For both hand- and machine-embroidery, the responses are wide-ranging and varied. Depending on the chosen course, these might include some of the following: line-and shape-based stitches; composite stitches; counted thread techniques such as Hardanger; cutwork; creating texture using knots, loops, layering and distressed surfaces; exploring unusual materials, and even creating your own range of hand-coloured threads and fabrics through immersion dyeing, printing and painting.

More detailed explanations of the exact content are given on each of the course introduction pages.

How long will courses be available? 
MC: There is no time limit for completing a course. We are offering ‘learning at your own pace’. We are inviting students to stretch their imaginations and discover their inner creativity, come up with their own designs and express them through fabrics, techniques and new skills.

What makes the EG courses different to other remote classes? 
SM: This is not about following someone else’s plan, pattern, or formula and in doing so get the best result they can. This form of learning has its place but we wanted to offer the opportunity to learn techniques and new skills but to do so in the context of their own ideas. We provide all the tools and guidance with the opportunity to have additional coaching input if required.

Rajastan Revisited by Liz Smith (Hand Stitching)

What is most exciting to the guild about finally releasing this new programme to the world? 
MC: ‘We just love it when a plan comes together’. Every plan has an outcome. We are now looking forward to joining our participants on their learning journey, seeing the course community groups providing support and ideas and seeing the end results of what we hope will be a fantastic learning experience.

Thank you Muriel and Sally! We’re excited to see where these courses take you and hope that you’ll share your progress throughout the coming year! Make sure to tag #embroiderersguilduk and #aurifil so we can admire your work and cheer you on! 


ABOUT THE EMBROIDERER’S GUILD
Website — InstagramFacebookPinterest

The Embroiderer’s Guild is the home of stitch and textile art… the International Voice for Embroidery. The Guild welcomes everyone with an interest in any area of embroidery and is proud to be recognised as a voice for raising the profile of textile and stitched art.

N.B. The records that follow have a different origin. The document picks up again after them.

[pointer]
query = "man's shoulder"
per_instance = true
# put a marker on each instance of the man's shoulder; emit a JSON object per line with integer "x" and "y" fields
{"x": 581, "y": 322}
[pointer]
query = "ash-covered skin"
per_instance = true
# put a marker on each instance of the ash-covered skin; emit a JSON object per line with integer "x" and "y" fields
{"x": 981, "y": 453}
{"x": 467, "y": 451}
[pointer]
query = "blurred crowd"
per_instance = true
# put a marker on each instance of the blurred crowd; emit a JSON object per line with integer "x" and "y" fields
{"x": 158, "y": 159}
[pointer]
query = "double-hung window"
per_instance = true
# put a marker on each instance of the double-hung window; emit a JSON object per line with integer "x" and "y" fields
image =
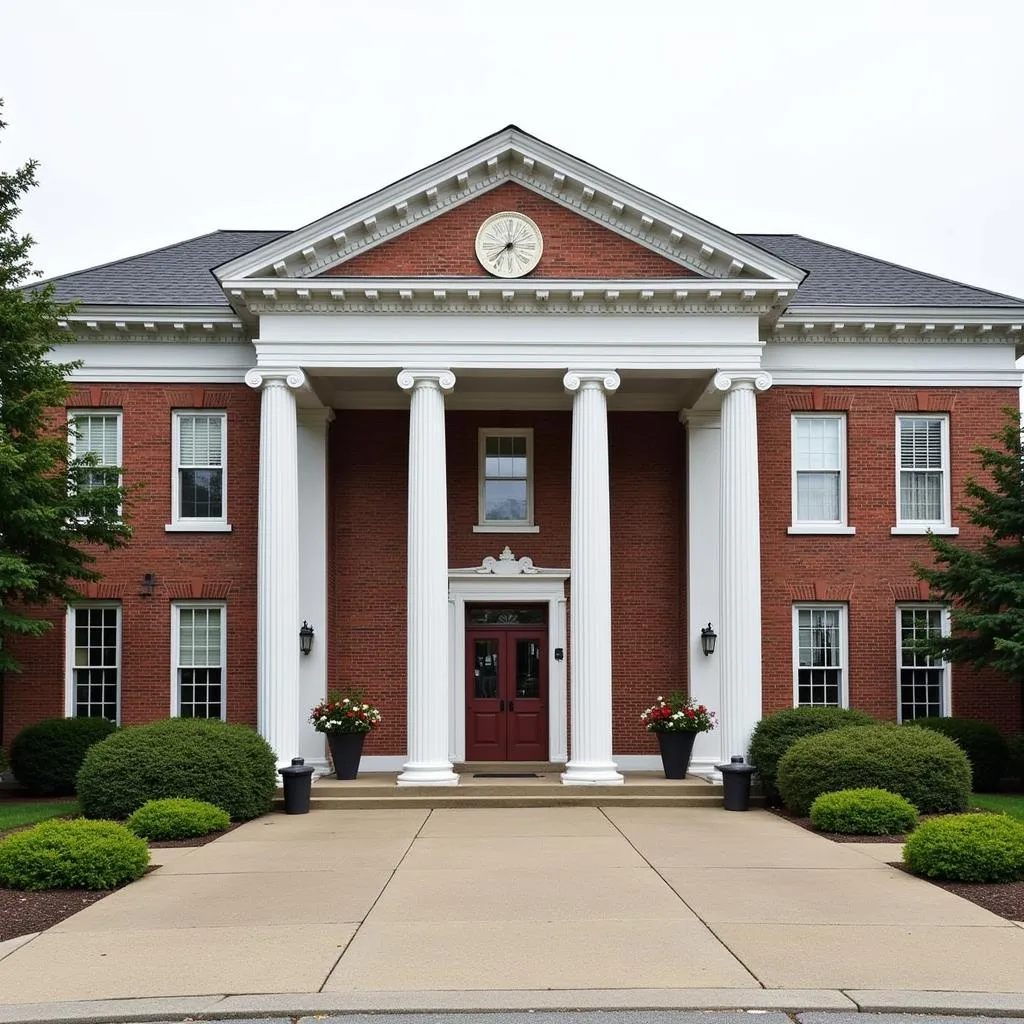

No longer just the domain of fabric and thread, textile art now embraces (amongst other things) the world of mixed media, dyeing with rust and plants, print and videos. The guild holds a historical collection, aids with research, supports students of all ages, and publishes Stitch and Embroidery magazines. Members around the country are involved at whatever level they choose in meeting regularly to listen to speakers, often in their local Branch, attend workshops, learn new skills or build on existing ones, and participate in local, regional, and national projects.

Members are encouraged to participate in any area of interest at any level, whether a young person learning to stitch, a professional artist extending the boundaries of textile art, or someone who simply appreciates fabric and thread. We believe that textiles are as relevant today as they have ever been, and there is a place for both the traditional, fine hand stitching alongside the bold and contemporary machine work.

The Embroiderers’ Guild exists to build awareness of stitch and textile art. We educate, encourage, inspire, and promote the achievement of excellence. This is a continuing journey.